Monday, Dec. 28, 1942

Dieter Lange said it himself: “The way things are going, the next Christmas we celebrate a little bit the American way for real, eh?” It was Christmas Eve. We had decorated the tree, eaten, opened presents, and were drinking and playing records.

“Why do you talk like that?” Anna asked. “You know what they could do to you if they heard.”

“You never minded before,” he said. “A fact is a fact unless it's too close to home, is that it?”

“So,” she said. “What do you and your Colonel and General Major plan to do about the situation? And does whatever you do include me?”

I was drinking pretty good myself, and I said to Dieter Lange, “She knows too much for it not to.”

“Who asked you, big mouth? You forget yourself.”

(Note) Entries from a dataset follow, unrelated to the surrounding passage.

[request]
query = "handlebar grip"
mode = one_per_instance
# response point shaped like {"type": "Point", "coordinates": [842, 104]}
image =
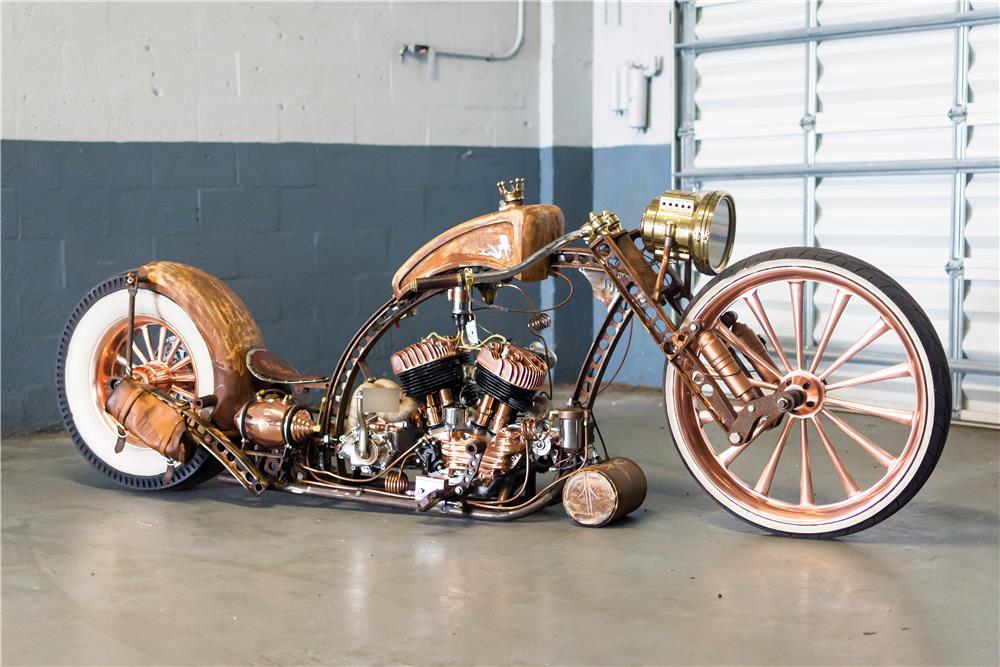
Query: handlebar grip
{"type": "Point", "coordinates": [436, 282]}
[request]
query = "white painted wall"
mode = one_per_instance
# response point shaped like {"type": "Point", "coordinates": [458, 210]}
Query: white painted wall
{"type": "Point", "coordinates": [632, 31]}
{"type": "Point", "coordinates": [318, 72]}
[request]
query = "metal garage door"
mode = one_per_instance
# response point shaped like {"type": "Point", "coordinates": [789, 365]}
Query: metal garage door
{"type": "Point", "coordinates": [867, 127]}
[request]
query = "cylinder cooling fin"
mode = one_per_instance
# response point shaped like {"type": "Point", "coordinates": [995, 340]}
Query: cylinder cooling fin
{"type": "Point", "coordinates": [428, 366]}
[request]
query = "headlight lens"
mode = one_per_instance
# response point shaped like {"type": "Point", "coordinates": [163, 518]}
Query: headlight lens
{"type": "Point", "coordinates": [702, 226]}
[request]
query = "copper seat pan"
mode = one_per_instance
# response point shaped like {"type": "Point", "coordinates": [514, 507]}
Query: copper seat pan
{"type": "Point", "coordinates": [269, 367]}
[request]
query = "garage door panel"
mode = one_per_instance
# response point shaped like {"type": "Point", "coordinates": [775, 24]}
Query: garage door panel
{"type": "Point", "coordinates": [725, 18]}
{"type": "Point", "coordinates": [984, 91]}
{"type": "Point", "coordinates": [832, 12]}
{"type": "Point", "coordinates": [768, 213]}
{"type": "Point", "coordinates": [885, 119]}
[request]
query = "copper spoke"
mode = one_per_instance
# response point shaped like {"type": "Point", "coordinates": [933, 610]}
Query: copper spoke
{"type": "Point", "coordinates": [727, 457]}
{"type": "Point", "coordinates": [796, 287]}
{"type": "Point", "coordinates": [889, 373]}
{"type": "Point", "coordinates": [806, 496]}
{"type": "Point", "coordinates": [138, 353]}
{"type": "Point", "coordinates": [163, 342]}
{"type": "Point", "coordinates": [840, 300]}
{"type": "Point", "coordinates": [180, 364]}
{"type": "Point", "coordinates": [736, 343]}
{"type": "Point", "coordinates": [758, 311]}
{"type": "Point", "coordinates": [173, 349]}
{"type": "Point", "coordinates": [149, 344]}
{"type": "Point", "coordinates": [183, 392]}
{"type": "Point", "coordinates": [705, 417]}
{"type": "Point", "coordinates": [904, 417]}
{"type": "Point", "coordinates": [874, 331]}
{"type": "Point", "coordinates": [763, 485]}
{"type": "Point", "coordinates": [884, 458]}
{"type": "Point", "coordinates": [846, 481]}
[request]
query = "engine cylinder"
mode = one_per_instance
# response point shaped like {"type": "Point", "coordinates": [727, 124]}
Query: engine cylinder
{"type": "Point", "coordinates": [427, 367]}
{"type": "Point", "coordinates": [510, 374]}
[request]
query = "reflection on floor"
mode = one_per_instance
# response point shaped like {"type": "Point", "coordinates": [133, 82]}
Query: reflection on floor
{"type": "Point", "coordinates": [96, 575]}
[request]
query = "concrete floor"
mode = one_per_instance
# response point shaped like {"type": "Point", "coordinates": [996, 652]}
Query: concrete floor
{"type": "Point", "coordinates": [96, 575]}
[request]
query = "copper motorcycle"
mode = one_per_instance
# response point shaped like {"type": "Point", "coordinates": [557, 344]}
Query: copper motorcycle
{"type": "Point", "coordinates": [805, 390]}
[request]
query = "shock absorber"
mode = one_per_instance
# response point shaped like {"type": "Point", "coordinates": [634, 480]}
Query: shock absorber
{"type": "Point", "coordinates": [727, 367]}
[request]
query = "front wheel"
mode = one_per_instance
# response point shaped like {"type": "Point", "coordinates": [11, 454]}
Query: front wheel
{"type": "Point", "coordinates": [878, 395]}
{"type": "Point", "coordinates": [169, 352]}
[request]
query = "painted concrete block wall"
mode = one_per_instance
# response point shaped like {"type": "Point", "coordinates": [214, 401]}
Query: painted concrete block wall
{"type": "Point", "coordinates": [630, 167]}
{"type": "Point", "coordinates": [249, 138]}
{"type": "Point", "coordinates": [283, 147]}
{"type": "Point", "coordinates": [267, 72]}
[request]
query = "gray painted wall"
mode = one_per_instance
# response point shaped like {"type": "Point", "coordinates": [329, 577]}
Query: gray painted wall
{"type": "Point", "coordinates": [308, 234]}
{"type": "Point", "coordinates": [626, 178]}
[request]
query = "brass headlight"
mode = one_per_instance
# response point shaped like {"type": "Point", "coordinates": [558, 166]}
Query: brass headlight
{"type": "Point", "coordinates": [702, 225]}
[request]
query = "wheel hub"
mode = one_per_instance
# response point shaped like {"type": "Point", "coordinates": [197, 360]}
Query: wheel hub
{"type": "Point", "coordinates": [155, 373]}
{"type": "Point", "coordinates": [810, 385]}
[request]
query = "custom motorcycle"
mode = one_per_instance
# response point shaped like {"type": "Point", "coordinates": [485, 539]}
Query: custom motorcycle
{"type": "Point", "coordinates": [806, 391]}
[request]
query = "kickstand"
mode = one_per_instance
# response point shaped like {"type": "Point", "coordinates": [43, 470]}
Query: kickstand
{"type": "Point", "coordinates": [132, 281]}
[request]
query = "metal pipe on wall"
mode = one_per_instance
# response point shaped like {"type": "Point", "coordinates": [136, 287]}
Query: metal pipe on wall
{"type": "Point", "coordinates": [431, 52]}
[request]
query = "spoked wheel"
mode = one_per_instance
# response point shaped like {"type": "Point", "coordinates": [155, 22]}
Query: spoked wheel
{"type": "Point", "coordinates": [878, 399]}
{"type": "Point", "coordinates": [169, 352]}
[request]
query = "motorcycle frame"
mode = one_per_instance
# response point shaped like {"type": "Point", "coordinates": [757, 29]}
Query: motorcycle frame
{"type": "Point", "coordinates": [635, 290]}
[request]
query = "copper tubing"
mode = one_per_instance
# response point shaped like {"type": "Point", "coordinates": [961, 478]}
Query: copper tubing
{"type": "Point", "coordinates": [725, 365]}
{"type": "Point", "coordinates": [484, 410]}
{"type": "Point", "coordinates": [498, 457]}
{"type": "Point", "coordinates": [384, 499]}
{"type": "Point", "coordinates": [750, 339]}
{"type": "Point", "coordinates": [397, 482]}
{"type": "Point", "coordinates": [500, 418]}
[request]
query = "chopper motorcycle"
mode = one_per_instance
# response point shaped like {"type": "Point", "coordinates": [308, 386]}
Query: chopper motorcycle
{"type": "Point", "coordinates": [777, 374]}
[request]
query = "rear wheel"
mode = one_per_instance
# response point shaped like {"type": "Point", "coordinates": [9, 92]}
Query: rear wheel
{"type": "Point", "coordinates": [878, 399]}
{"type": "Point", "coordinates": [169, 352]}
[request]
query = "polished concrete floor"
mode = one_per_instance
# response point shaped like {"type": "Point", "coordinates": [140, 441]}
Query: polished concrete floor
{"type": "Point", "coordinates": [95, 575]}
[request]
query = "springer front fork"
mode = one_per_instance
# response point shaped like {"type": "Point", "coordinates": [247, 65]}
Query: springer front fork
{"type": "Point", "coordinates": [646, 295]}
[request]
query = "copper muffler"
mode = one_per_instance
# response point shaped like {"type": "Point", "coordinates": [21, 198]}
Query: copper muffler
{"type": "Point", "coordinates": [149, 420]}
{"type": "Point", "coordinates": [604, 492]}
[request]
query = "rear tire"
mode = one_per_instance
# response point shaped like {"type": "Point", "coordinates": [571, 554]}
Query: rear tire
{"type": "Point", "coordinates": [91, 328]}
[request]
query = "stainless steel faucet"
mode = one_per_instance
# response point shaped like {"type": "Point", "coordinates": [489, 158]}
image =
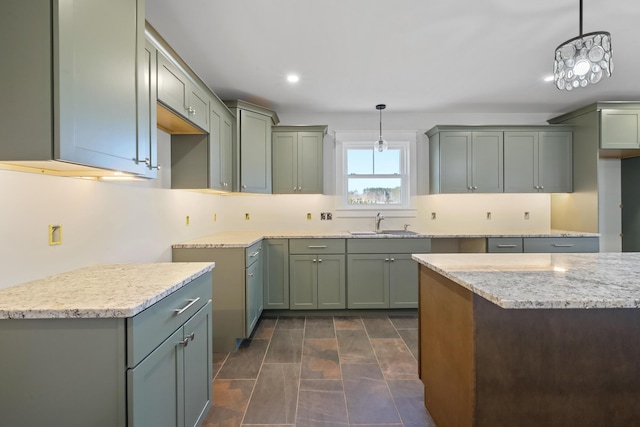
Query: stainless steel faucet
{"type": "Point", "coordinates": [379, 218]}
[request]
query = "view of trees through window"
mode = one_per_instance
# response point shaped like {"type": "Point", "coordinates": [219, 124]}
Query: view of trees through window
{"type": "Point", "coordinates": [374, 177]}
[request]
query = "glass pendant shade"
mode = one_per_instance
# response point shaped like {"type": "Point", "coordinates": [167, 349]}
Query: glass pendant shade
{"type": "Point", "coordinates": [583, 60]}
{"type": "Point", "coordinates": [381, 145]}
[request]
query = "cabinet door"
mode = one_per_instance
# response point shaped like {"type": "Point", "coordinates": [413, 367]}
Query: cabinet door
{"type": "Point", "coordinates": [226, 147]}
{"type": "Point", "coordinates": [147, 152]}
{"type": "Point", "coordinates": [197, 367]}
{"type": "Point", "coordinates": [276, 274]}
{"type": "Point", "coordinates": [520, 162]}
{"type": "Point", "coordinates": [254, 295]}
{"type": "Point", "coordinates": [198, 107]}
{"type": "Point", "coordinates": [367, 281]}
{"type": "Point", "coordinates": [310, 164]}
{"type": "Point", "coordinates": [285, 162]}
{"type": "Point", "coordinates": [303, 282]}
{"type": "Point", "coordinates": [555, 159]}
{"type": "Point", "coordinates": [619, 128]}
{"type": "Point", "coordinates": [455, 165]}
{"type": "Point", "coordinates": [172, 86]}
{"type": "Point", "coordinates": [487, 162]}
{"type": "Point", "coordinates": [155, 386]}
{"type": "Point", "coordinates": [331, 282]}
{"type": "Point", "coordinates": [403, 281]}
{"type": "Point", "coordinates": [96, 114]}
{"type": "Point", "coordinates": [255, 152]}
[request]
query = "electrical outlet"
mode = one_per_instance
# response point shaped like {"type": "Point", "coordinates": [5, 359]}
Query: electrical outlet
{"type": "Point", "coordinates": [55, 235]}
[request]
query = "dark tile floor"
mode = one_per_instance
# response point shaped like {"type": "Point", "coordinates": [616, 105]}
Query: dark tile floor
{"type": "Point", "coordinates": [322, 372]}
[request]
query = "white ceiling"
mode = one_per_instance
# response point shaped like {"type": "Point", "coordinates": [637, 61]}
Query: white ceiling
{"type": "Point", "coordinates": [448, 56]}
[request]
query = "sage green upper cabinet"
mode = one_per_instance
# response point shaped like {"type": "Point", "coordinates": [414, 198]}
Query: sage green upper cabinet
{"type": "Point", "coordinates": [619, 128]}
{"type": "Point", "coordinates": [221, 125]}
{"type": "Point", "coordinates": [147, 102]}
{"type": "Point", "coordinates": [82, 101]}
{"type": "Point", "coordinates": [465, 161]}
{"type": "Point", "coordinates": [180, 94]}
{"type": "Point", "coordinates": [538, 162]}
{"type": "Point", "coordinates": [297, 159]}
{"type": "Point", "coordinates": [253, 146]}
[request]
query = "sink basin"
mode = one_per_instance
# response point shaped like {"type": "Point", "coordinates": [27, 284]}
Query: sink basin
{"type": "Point", "coordinates": [389, 232]}
{"type": "Point", "coordinates": [399, 232]}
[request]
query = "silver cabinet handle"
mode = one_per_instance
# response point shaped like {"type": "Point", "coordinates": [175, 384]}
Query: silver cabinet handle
{"type": "Point", "coordinates": [179, 311]}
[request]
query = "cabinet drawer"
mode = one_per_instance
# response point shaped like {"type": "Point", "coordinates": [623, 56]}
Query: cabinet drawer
{"type": "Point", "coordinates": [148, 329]}
{"type": "Point", "coordinates": [504, 245]}
{"type": "Point", "coordinates": [316, 246]}
{"type": "Point", "coordinates": [561, 244]}
{"type": "Point", "coordinates": [253, 253]}
{"type": "Point", "coordinates": [389, 246]}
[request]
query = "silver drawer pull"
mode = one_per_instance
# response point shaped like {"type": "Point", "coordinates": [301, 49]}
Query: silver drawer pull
{"type": "Point", "coordinates": [179, 311]}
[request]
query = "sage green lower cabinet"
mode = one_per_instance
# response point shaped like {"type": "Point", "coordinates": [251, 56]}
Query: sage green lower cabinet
{"type": "Point", "coordinates": [317, 274]}
{"type": "Point", "coordinates": [152, 369]}
{"type": "Point", "coordinates": [383, 280]}
{"type": "Point", "coordinates": [276, 274]}
{"type": "Point", "coordinates": [169, 387]}
{"type": "Point", "coordinates": [255, 286]}
{"type": "Point", "coordinates": [317, 282]}
{"type": "Point", "coordinates": [235, 297]}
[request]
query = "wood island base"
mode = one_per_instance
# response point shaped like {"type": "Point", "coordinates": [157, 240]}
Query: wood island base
{"type": "Point", "coordinates": [483, 365]}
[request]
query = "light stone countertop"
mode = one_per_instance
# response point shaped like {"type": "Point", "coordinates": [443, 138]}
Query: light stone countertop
{"type": "Point", "coordinates": [535, 281]}
{"type": "Point", "coordinates": [99, 291]}
{"type": "Point", "coordinates": [243, 239]}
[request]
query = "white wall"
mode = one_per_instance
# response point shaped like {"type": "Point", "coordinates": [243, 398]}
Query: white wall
{"type": "Point", "coordinates": [107, 222]}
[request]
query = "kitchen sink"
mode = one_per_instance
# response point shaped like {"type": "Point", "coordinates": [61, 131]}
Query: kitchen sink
{"type": "Point", "coordinates": [389, 232]}
{"type": "Point", "coordinates": [398, 232]}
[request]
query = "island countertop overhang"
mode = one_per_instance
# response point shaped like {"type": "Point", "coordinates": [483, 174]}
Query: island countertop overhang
{"type": "Point", "coordinates": [544, 281]}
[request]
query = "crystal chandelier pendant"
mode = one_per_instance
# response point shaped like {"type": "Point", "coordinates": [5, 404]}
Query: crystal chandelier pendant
{"type": "Point", "coordinates": [380, 145]}
{"type": "Point", "coordinates": [583, 60]}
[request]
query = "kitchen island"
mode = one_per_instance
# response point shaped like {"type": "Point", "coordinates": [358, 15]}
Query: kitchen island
{"type": "Point", "coordinates": [530, 339]}
{"type": "Point", "coordinates": [108, 345]}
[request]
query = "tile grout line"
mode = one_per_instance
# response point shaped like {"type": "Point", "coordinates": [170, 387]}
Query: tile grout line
{"type": "Point", "coordinates": [258, 375]}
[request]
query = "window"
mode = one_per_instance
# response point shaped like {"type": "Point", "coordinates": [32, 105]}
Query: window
{"type": "Point", "coordinates": [372, 180]}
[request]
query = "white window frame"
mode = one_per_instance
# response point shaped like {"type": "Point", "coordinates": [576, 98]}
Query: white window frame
{"type": "Point", "coordinates": [406, 142]}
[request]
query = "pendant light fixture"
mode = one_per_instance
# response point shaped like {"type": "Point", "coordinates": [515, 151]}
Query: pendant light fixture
{"type": "Point", "coordinates": [381, 145]}
{"type": "Point", "coordinates": [583, 60]}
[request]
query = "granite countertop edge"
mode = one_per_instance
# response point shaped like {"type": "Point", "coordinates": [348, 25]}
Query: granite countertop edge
{"type": "Point", "coordinates": [98, 291]}
{"type": "Point", "coordinates": [244, 239]}
{"type": "Point", "coordinates": [591, 281]}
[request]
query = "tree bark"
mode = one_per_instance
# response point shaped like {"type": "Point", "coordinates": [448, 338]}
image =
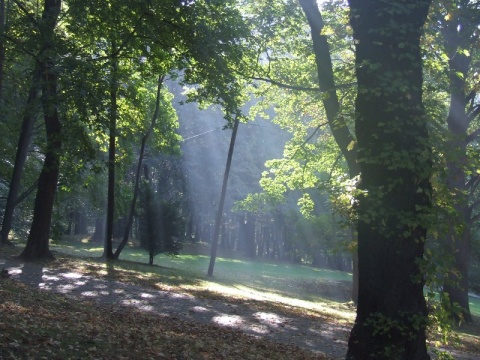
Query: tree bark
{"type": "Point", "coordinates": [108, 243]}
{"type": "Point", "coordinates": [139, 168]}
{"type": "Point", "coordinates": [395, 164]}
{"type": "Point", "coordinates": [24, 140]}
{"type": "Point", "coordinates": [38, 240]}
{"type": "Point", "coordinates": [459, 235]}
{"type": "Point", "coordinates": [338, 126]}
{"type": "Point", "coordinates": [218, 220]}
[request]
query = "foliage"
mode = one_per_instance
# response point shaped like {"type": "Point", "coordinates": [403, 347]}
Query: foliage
{"type": "Point", "coordinates": [161, 227]}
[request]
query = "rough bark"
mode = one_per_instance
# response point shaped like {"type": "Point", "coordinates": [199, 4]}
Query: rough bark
{"type": "Point", "coordinates": [338, 126]}
{"type": "Point", "coordinates": [108, 243]}
{"type": "Point", "coordinates": [38, 240]}
{"type": "Point", "coordinates": [24, 141]}
{"type": "Point", "coordinates": [395, 164]}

“So do you, you faggot,” I said. The Christmas tree smelled pretty and I felt reckless as I threw myself into the middle of this drunken, nasty storm. Once it was just me and Dieter Lange who were so dangerously tied together, then Bernhardt, who had the upper hand, and Anna who also had a hand up, then Ursula. Now it was just the three of us and those two ghosts of Dieter Lange's; but they did not create the presence, the unending threat, that Bernhardt had. I smirked at him.

“You nigger queen,” Dieter Lange said. He was growing red in the face. “Bitch.”

Anna laughed. “Sometimes.”

“You shut up, too.” He filled his glass again and drank half of the cognac it contained. Between him and Anna, it was going fast. “You know I could have you both killed like that!” He snapped his fingers.

Anna laughed again.

Dieter Lange slapped her.

The Americans are coming, I thought, and went over and knocked him on his ass.

Anna laughed once more.
“Meine Held,”
she said. “My hero. Be careful of the tree.”

Dieter Lange got to his feet and rushed me. I pushed him away. He looked puzzled. “Go to bed,” I said. “Don't beat up your wife at Christmastime.”